As Tom Rice of Port Washington sifted through the rubble of the World Trade Center, he took breaks to write back to children who sent letters to New York City police officers and firefighters.
“I didn’t want the kids to think they were forgotten,” Rice, then a New York police officer, said. “I think that was really the big reason why. They sent them for a reason, and I’ve always had a passion for kids and it kind of took me out of the zone and out of the fog to write back.”
One of the letters he found was from Eric Goebel, a middle school student outside Lincoln, Nebraska, who put a little extra thought into that day’s English class assignment to write to the New York officers in the days after Sept. 11, 2001.
“I felt, I wouldn’t say empathy because at a young age I hadn’t gone through something like that, but I felt fear for the families of the police officers and firefighters who risked their lives to save other lives and find bodies,” Goebel said. “I put a little more heart into it than a lot of kids, rather than just taking it as an everyday assignment.”

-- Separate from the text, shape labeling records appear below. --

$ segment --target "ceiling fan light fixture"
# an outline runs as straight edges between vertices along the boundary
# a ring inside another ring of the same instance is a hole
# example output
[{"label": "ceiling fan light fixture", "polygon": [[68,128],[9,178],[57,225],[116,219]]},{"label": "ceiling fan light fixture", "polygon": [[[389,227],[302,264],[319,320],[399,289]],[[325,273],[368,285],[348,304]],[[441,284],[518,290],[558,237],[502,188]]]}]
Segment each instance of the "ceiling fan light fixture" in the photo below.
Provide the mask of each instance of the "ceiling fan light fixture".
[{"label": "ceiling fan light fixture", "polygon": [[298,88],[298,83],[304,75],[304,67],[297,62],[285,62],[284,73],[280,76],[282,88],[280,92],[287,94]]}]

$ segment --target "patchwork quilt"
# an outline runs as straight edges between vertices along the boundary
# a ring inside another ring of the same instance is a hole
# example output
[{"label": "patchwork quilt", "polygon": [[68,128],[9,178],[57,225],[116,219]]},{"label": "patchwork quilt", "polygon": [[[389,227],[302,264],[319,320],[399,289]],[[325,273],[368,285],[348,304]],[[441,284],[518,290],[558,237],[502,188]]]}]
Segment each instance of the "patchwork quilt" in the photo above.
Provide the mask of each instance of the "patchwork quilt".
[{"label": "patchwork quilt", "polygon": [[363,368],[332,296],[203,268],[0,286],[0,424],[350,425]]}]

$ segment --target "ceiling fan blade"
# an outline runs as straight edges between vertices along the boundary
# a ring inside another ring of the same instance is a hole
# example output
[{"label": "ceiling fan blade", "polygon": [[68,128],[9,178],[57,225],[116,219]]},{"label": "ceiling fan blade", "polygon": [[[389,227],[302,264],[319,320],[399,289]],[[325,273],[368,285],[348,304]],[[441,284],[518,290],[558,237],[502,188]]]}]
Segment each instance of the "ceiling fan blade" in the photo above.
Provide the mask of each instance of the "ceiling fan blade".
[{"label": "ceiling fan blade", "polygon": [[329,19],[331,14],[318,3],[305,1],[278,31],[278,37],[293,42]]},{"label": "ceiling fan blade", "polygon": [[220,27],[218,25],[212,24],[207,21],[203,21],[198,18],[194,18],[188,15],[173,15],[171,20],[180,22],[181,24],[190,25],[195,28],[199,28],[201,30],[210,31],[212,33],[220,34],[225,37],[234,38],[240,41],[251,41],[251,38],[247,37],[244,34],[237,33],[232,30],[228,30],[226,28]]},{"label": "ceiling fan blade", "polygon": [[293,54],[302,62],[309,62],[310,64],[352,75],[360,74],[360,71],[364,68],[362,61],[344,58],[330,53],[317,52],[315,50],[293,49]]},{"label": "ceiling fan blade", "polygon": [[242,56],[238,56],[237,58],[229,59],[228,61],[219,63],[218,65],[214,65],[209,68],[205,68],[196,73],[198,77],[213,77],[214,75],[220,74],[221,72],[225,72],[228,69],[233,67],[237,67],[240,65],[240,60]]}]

When Rice replied, however, he sent more than a letter, giving Goebel the New York City Police Department uniform shirt off his back, covered in burn marks from his work at Ground Zero. The gift garnered national media attention, which Rice said was never his intention.
Goebel said he was troubled growing up and was placed in a teenage group home shortly before graduating from middle school. Rice knew Goebel was struggling with school and had promised if he graduated, he would make the journey from New York to attend the ceremony.
“He was having a tough time, and he came from a tough family,” Rice said. “I flew down and went to his class, and he was floored. I think it shocked the whole school that I said I was going to do it and I actually did it.”
Rice brought “Remember 9/11” T-shirts for the class and changed Goebel’s life forever with the gesture. After graduation, Rice flew Goebel to New York City for his first vacation to the Big Apple.
The two have stayed in touch ever since, forming a father-son relationship despite the 1,300-mile gap between them.
“I knew Eric was a special person. I knew that he just needed a boost to get himself moving once in a while,” Rice said. “He needed a male mentor to step in and say to him, ‘You can do this. I don’t think what you did was right, but I still love you. I’m going to be here for you.’ And he always did.”
Goebel said he has kept everything Rice ever gave him, and the pair talk a few times a month. Goebel said Rice plans to attend his wedding next August in Nebraska.
“The selflessness is a big part of it because he always wants to make sure that I’m OK, that I’m doing all right, that I’m in a good place in my life,” Goebel said.
“I always looked up to him as kind of a father figure. Mine was kind of absent because of drugs, so when I wanted to stray to other things in my life because I was so upset, he was always the one I’d call and talk me out of it, regardless of whether it was something I wanted to hear or something I just needed to hear. It was always easy to confide in him.
“There’s nothing I’m ever going to be able to do to express my gratitude for what he has helped me accomplish in myself mentally.”
Though Goebel had never touched New York soil before the 9/11 attacks, he said his relationship with Rice has strengthened the feelings he has about the officers who worked day and night at Ground Zero.
“I wasn’t involved in it, but I feel like a part of that holds heavy in my heart just for the simple fact that I got to know somebody that was there and all the emotion he had during it,” Goebel said. “You can hear it in his voice; he still has that pain he felt for all those people.”
Rice’s two children, Sarah Rice Lombardi and Tyler Rice, and his wife, Donna, said that the relationship with Goebel is a shining example of Rice’s selflessness and generosity to try to improve the community.
“This is just a glimpse of the care and commitment my dad shows for others,” Lombardi said. “For those who know him know that this is not unique; his big heart and ability to support others is evident to anyone he meets.”